Physical examination revealed a well-appearing child with pink eczematous patches and plaques extending from the left side of the lower back to the mid shin in an L5 distribution (Figure). The left thigh was tender to palpation, and nontender left inguinal lymphadenopathy was present. A single isolated 2-mm vesicle was found on the anterior aspect of the left lower leg. Direct fluorescent antibody testing of vesicle fluid was positive for VZV antigen, confirming the diagnosis of HZ.
The patient’s mother confirmed that she had no obvious history of VZV. She had received VZV vaccinations in the left leg and arm at 1 and 4 years of age, respectively. She was treated with acyclovir (80 mg/kg daily at 6-hour intervals for 5 days) with immediate improvement in symptoms and resolution of the rash by day 5 of treatment. She experienced intermittent burning pain in the leg throughout the course of treatment, which resolved shortly thereafter.
Comment
Herpes zoster is rare in young healthy children, and its incidence has decreased since the introduction of universal varicella vaccination.4 Reported incidence rates in vaccinated children vary from approximately 15 to 93 per 100,000 person-years,5,6 and the reported relative risk is 0.08 to 0.36 in vaccinated compared to unvaccinated children.6,7 No correlations with gender, race, or ethnicity and postvaccination HZ have been observed.5,8 Reported intervals between vaccination and HZ presentation are as short as 3 months and as long as 11 years.9 Although HZ is uncommon in immunocompetent children, the diagnosis of HZ itself is not an indication for formal workup for an underlying immunodeficiency or malignancy.10
Both wild-type and vaccine-strain VZV establish latent infection and can cause HZ in vaccinated children. Direct fluorescent antibody testing or polymerase chain reaction of HZ lesions can be used to identify VZV. Genotyping can distinguish the wild-type versus the vaccine strain but is not required for clinical management.3 In previously vaccinated children with HZ, approximately half present with wild-type and half with vaccine-strain VZV. In approximately half of wild-type cases, prior clinical varicella infection also occurred.8
Regardless of virus strain, vaccinated children typically present with the characteristic painful, vesicular, dermatomal HZ rash.8,9 This presentation can be milder with less pain and fewer vesicles than with unvaccinated cases.6 When vaccine-strain HZ occurs, the rash often presents at or near the site of initial vaccination, which typically is the arm or thigh.3,4,6,9 The vaccine strain has lower virulence than the wild-type virus. Eight cases of vaccine-strain zoster severe enough to cause neurological complications such as meningitis or encephalitis have been reported in children, with 6 cases reported in healthy children.9,11-17 Antiviral drugs hasten the healing of the HZ rash and shorten the duration of associated pain.1
Although pediatric HZ is uncommon, all physicians should be aware of possible atypical presentations in healthy vaccinated children to appropriately and quickly manage treatment.

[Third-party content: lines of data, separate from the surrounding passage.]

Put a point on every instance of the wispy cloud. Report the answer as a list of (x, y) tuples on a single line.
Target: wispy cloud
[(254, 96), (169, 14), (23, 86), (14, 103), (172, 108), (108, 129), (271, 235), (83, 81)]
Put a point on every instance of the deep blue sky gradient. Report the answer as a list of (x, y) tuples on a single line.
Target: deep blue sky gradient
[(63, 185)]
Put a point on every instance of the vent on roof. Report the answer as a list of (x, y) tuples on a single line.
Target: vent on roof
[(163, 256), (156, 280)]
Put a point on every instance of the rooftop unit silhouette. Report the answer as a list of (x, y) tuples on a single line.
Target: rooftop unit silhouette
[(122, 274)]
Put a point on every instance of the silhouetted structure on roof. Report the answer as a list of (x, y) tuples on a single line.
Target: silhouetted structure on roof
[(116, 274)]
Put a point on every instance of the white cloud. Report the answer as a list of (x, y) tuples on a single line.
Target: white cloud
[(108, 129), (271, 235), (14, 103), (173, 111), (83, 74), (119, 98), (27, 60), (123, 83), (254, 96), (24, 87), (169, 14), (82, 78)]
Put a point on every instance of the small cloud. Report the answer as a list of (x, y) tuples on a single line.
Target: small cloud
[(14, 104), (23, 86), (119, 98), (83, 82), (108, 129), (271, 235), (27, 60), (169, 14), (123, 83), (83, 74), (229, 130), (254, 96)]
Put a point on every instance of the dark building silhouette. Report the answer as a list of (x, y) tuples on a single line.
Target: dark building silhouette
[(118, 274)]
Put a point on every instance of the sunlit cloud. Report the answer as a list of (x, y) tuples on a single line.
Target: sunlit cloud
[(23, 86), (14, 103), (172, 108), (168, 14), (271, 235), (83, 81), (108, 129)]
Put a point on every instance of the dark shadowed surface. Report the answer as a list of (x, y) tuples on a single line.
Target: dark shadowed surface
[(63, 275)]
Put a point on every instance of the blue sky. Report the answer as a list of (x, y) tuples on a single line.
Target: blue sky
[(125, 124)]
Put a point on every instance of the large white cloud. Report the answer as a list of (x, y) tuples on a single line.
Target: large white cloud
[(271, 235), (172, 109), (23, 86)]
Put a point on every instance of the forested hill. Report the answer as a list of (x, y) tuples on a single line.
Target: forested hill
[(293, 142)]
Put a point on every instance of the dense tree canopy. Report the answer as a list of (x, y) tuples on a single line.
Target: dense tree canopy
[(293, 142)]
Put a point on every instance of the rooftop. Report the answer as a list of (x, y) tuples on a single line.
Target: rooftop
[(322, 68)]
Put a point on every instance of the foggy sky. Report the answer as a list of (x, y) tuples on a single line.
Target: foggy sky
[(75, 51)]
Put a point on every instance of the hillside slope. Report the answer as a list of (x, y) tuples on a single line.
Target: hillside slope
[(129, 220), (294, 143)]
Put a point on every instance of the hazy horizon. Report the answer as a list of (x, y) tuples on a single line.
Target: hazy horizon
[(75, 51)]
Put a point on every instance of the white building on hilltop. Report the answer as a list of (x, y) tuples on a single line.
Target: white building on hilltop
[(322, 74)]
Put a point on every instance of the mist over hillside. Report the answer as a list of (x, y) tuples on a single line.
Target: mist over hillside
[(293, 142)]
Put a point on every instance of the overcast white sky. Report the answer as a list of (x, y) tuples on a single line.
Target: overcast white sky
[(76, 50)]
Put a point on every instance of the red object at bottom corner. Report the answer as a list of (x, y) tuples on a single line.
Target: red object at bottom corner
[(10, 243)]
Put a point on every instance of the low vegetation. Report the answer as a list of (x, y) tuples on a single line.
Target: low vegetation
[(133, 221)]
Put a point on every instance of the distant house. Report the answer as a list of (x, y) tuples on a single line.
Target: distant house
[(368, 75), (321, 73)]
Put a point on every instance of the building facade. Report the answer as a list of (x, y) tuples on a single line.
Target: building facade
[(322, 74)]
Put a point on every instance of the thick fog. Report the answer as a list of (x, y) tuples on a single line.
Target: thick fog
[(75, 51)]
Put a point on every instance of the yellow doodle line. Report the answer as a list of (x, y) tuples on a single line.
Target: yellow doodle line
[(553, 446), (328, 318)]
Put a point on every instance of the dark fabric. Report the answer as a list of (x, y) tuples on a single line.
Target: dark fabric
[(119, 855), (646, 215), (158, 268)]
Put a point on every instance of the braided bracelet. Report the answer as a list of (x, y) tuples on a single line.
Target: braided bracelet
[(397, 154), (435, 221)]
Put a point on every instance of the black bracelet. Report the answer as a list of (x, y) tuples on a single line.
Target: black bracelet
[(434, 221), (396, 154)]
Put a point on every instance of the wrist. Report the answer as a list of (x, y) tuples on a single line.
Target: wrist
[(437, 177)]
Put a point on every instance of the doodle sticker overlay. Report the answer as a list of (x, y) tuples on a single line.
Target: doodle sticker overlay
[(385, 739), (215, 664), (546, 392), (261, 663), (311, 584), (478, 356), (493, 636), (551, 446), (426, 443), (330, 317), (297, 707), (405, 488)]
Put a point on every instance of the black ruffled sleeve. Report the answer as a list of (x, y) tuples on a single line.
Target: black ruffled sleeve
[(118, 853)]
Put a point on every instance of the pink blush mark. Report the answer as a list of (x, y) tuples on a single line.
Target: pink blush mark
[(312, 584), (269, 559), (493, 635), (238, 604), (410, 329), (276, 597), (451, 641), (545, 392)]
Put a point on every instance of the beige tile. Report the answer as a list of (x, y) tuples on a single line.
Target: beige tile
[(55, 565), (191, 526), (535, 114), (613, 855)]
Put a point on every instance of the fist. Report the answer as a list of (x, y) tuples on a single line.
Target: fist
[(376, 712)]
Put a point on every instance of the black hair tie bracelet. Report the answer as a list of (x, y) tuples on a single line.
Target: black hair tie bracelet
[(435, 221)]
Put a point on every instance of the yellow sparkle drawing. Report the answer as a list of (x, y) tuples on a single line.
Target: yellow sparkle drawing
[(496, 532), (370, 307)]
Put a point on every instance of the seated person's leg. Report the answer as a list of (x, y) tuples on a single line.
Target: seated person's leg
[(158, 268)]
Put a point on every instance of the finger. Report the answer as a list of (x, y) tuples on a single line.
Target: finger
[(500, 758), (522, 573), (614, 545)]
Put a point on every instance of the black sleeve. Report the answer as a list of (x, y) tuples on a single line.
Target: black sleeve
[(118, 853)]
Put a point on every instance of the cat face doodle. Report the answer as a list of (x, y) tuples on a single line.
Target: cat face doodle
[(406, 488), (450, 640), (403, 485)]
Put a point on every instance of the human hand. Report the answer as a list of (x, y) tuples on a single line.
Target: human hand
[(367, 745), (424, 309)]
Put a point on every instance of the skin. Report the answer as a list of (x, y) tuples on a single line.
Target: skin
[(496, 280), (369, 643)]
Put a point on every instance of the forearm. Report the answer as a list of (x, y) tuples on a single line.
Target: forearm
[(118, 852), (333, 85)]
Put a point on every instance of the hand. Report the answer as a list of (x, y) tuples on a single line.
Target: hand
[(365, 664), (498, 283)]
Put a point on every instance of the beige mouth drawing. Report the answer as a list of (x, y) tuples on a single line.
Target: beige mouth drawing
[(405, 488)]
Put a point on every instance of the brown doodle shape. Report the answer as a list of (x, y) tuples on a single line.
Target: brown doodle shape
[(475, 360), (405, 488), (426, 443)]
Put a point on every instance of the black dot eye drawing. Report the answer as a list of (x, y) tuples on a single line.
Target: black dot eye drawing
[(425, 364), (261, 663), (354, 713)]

- Sampathkumar P, Drage LA, Martin DP. Herpes zoster (shingles) and postherpetic neuralgia. Mayo Clin Proc. 2009;84:274-280.
- Hillebrand K, Bricout H, Schulze-Rath R, et al. Incidence of herpes zoster and its complications in Germany, 2005-2009. J Infect. 2015;70:178-186.
- Lopez A, Schmid S, Bialek S. Varicella. In: Centers for Disease Control and Prevention. Manual for the Surveillance of Vaccine-Preventable Diseases. 5th ed. 2011:1-16.
- Tanuseputroa P, Zagorskia B, Chanc KJ, et al. Population-based incidence of herpes zoster after introduction of a publicly funded varicella vaccination program. Vaccine. 2011;29:8580- 8584.
- Wen SY, Liu WL. Epidemiology of pediatric herpes zoster after varicella infection: a population-based study. Pediatrics. 2015;135:565-571.
- Civen R, Chaves SS, Jumaan A, et al. The incidence and clinical characteristics of herpes zoster among children and adolescents after implementation of varicella vaccination. Pediatr Infect Dis J. 2009;28:954-959.
- Stein M, Cohen R, Bromberg M, et al. Herpes zoster in a partially vaccinated pediatric population in Central Israel. Pediatr Infect Dis J. 2012;31:906-909.
- Weinmann S, Chun C, Schmid DS, et al. Incidence and clinical characteristics of herpes zoster among children in the varicella vaccine era, 2005-2009. J Infect Dis. 2013;208:1859-1868.
- Horien C, Grose C. Neurovirulence of varicella and the live attenuated varicella vaccine virus. Semin Pediatr Neurol. 2012;19:124-129.
- Petursson G, Helgason S, Gudmundsson S, et al. Herpes zoster in children and adolescents. Pediatr Infect Dis J. 1998;17:905-908.
- Levin MJ, Dahl KM, Weinberg A, et al. Development of resistance to acyclovir during chronic infection with the Oka vaccine strain of varicella-zoster virus in an immunosuppressed child. J Infect Dis. 2003;188:954-959.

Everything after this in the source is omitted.